If we are using an RDD multiple number of times in our program, the RDD will be recomputed everytime. This is a performance issue. To avoid this we store the output of RDD in memory/disk so that the same data can be used multiple time. This is achived by cache and persist.
For example: Lets create a Dataframe which contains number 1 to 10
val df = Seq(1,2,3,4,5,6,7,8,9,10).toDF("num") df: org.apache.spark.sql.DataFrame = [num: int]
Now Dataframe df does not contains the data , it simply says that it will create the data when an action is called.
Next lets take a count of Dataframe
df.count res0: Long = 10
Now count is an action, so first the Dataframe df will read the data and then count it. Now this does not mean that the RDD has stored the data and it can read if its called again.
To make that happen we can use Cache df.cache(), but still this doesnt mean anything. It simply states that when an action is called, it read the data and cache it. When the next action is called ex:- df.count then the data is fetched and cached for further use.
Persists also does the same thing, then that begs the first question.
How Persist is different from Cache
When we say that data is stored , we should ask the question where the data is stored.
Cache stores the data in Memory only which is basically same as persist(MEMORY_ONLY) i.e they both store the value in memory. But persist can store the value in Hard Disk or Heap as well.

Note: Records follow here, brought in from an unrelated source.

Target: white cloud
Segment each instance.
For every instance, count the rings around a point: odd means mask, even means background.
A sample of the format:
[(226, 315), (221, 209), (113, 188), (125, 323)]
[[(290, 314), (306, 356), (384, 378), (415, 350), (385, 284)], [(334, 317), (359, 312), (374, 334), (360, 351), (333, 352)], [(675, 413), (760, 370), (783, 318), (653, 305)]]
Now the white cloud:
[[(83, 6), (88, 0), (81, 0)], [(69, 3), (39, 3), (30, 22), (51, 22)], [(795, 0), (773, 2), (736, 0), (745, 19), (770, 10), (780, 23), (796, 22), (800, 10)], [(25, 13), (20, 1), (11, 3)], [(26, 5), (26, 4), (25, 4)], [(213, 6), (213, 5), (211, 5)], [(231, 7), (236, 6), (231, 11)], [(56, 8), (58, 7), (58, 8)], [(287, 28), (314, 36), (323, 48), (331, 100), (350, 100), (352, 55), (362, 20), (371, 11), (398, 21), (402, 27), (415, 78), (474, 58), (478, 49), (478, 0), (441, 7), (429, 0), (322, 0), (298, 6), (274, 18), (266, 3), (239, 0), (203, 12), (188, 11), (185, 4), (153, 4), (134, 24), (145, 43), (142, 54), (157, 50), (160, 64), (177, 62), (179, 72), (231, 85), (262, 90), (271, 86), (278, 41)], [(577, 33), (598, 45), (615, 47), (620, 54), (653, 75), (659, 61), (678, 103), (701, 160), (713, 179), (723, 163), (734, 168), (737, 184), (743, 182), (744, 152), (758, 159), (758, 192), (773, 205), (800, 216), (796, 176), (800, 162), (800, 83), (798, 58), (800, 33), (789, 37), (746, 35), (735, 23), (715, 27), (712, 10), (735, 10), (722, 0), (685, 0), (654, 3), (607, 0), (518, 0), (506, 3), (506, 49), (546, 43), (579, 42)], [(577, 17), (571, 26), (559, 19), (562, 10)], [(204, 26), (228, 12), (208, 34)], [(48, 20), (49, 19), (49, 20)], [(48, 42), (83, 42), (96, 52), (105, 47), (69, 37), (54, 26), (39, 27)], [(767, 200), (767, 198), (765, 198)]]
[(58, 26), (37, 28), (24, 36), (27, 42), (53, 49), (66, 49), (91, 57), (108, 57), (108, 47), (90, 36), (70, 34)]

What are the different storage options for persists
Different types of storage levels are:
NONE (default)
DISK_ONLY
DISK_ONLY_2
MEMORY_ONLY (default for cache operation for RDDs)
MEMORY_ONLY_2
MEMORY_ONLY_SER
MEMORY_ONLY_SER_2
MEMORY_AND_DISK
MEMORY_AND_DISK_2
MEMORY_AND_DISK_SER
MEMORY_AND_DISK_SER_2
OFF_HEAP
As the name implies MEMORY_ONLY stores the data only in memory , similarly DISK_ONLY stores in disk and MEMORY_AND_DISK stores in Memory and when there is a data spill over the excess data is stored in Disk.
What is _2 present in Storage Levels ex: MEMORY_ONLY_2
This means that 2 replicas are taken.
Can the Storage Levels be changed once assigned
No, they cannot be changed.
Can WE remove data stored using cache and persist
Yes, we can do by calling unpersist.
df.unpersist
What happens when the source data changes, will the cached data also change
No, spark assumes that during the entire operation the source data will not change and it does not update the cached data .